I read somewhere that Miller read Watchmen halfway through DKR, so the works were definitely influencing each other. I'm not sure what the deal was all around, but Rorshach has much in common with the Batman of DKR. And, I never thought of that Doom Patrol opening as a DKR reference, but it definitely is.

And, side note, I just finished DKSA and what an insane work it was. I thought it was brilliant, and even though it was much less narratively and thematically focused and coherent than DKR, I would actually rank it as the superior work. I've got to blog that one up, but not since Seven Solders #1 have I read a comic that left me so simlutaneously baffled and in awe of what it was doing.

David Golding said...

"Miller read Watchmen halfway through DKR"? I didn't know that. I assumed, if there was any knowledge, it would be the other way round, as DKR was finished publication three months before Watchmen started.

I don't think Miller sees a deep identity split in DKR. His Wayne is Batman, and his Batman is Wayne. There is no playboy or businessman persona. The name and suit are for the bad guys' benefit. Note that his choice of reflective villains, Two Face and Joker, don't have secret identities either. (This isn't Steve Englehart's Batman.)

I've read the interviews with Morrison where he suggests the "it all happened" approach---which is really just the Marvel approach---but I understand that a) he undermines this by getting details wrong, and b) he cheats by casting more outre elements as dreams. But it's nice that he's trying to get more variety in the characterisation.

Mauricio said...

You're right about Nolan's style: there's never a big pay off in narrative terms. It's all very fractured. But for me that's a plus, not a minus. I agree with DKSA: it's an awful and vulgar comicbook, but a very enjoyable one. Almost a guilty pleasure. I liked irreversible: it's a very simple thing (death and decay are irreversible), but extremely well made. The club sequence is so extreme and violent, it's an instant classic. By the way, if you like Gaspar Noe, you'd love Baise Moi.
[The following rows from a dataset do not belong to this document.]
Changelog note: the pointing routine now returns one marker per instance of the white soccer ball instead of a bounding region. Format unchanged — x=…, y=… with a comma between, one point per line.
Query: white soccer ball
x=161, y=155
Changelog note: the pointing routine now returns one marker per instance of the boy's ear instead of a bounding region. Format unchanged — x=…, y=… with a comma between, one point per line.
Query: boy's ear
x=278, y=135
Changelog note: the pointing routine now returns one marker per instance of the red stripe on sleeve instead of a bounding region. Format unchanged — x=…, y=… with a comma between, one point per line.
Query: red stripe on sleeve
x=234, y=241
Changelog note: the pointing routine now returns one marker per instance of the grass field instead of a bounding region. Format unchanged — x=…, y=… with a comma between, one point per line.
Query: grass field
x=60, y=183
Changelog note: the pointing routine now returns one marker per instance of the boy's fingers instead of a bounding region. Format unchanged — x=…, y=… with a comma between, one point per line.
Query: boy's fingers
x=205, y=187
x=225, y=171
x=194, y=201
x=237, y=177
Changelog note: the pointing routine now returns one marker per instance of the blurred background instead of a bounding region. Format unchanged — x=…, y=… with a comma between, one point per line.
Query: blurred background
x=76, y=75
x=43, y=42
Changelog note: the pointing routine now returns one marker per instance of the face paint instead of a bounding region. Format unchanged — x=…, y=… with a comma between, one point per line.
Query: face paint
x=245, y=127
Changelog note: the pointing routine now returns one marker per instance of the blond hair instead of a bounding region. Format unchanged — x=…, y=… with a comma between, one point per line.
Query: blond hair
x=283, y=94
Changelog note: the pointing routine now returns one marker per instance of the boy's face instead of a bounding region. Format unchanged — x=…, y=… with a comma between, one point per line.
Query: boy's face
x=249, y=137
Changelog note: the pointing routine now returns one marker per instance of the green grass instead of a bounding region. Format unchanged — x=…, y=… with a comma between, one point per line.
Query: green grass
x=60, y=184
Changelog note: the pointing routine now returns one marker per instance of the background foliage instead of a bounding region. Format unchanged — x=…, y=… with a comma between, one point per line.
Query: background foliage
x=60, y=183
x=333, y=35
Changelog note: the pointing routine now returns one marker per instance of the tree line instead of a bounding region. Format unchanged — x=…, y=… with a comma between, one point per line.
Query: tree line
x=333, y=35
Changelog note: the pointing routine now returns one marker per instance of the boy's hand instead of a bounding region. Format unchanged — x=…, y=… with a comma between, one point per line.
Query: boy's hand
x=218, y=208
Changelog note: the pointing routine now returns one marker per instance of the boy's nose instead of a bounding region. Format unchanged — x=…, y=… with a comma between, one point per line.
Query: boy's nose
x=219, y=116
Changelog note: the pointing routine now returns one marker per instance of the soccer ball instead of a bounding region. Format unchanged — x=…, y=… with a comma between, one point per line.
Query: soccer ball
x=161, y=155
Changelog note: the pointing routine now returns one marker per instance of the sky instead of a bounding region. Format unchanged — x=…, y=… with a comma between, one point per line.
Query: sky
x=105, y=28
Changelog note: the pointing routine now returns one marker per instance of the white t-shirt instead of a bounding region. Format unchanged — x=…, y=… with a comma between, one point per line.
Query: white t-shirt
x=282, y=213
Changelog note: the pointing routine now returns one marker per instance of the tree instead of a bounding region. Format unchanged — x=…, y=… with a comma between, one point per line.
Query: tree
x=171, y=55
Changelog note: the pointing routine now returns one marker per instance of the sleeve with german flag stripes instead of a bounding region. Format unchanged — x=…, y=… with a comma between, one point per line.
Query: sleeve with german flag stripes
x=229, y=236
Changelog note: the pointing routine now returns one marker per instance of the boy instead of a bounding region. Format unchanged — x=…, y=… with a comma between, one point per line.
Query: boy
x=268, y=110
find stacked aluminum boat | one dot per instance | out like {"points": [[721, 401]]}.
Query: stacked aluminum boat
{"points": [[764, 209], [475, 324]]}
It's a feminist natural born killers kinda tale about two girls that's almost porno extreme. The directors, two girls (a writer and a former porn director)- are very close to Noe's sensibility. It's very hard to watch, but extremely enjoyable at the same time.

Patrick said...

I read about Miller reading Watchmen halfway through here. Maybe it's one of those apocryphal stories, the works are both products of their time, so I'd be hesitant to say that one definitely influenced the other.

And, I loved Baise Moi. I reviewed it after I saw it. It's definitely got the same anarchic spirit as Noe's work. I'm eagerly looking forward to Noe's next film, Enter the Void.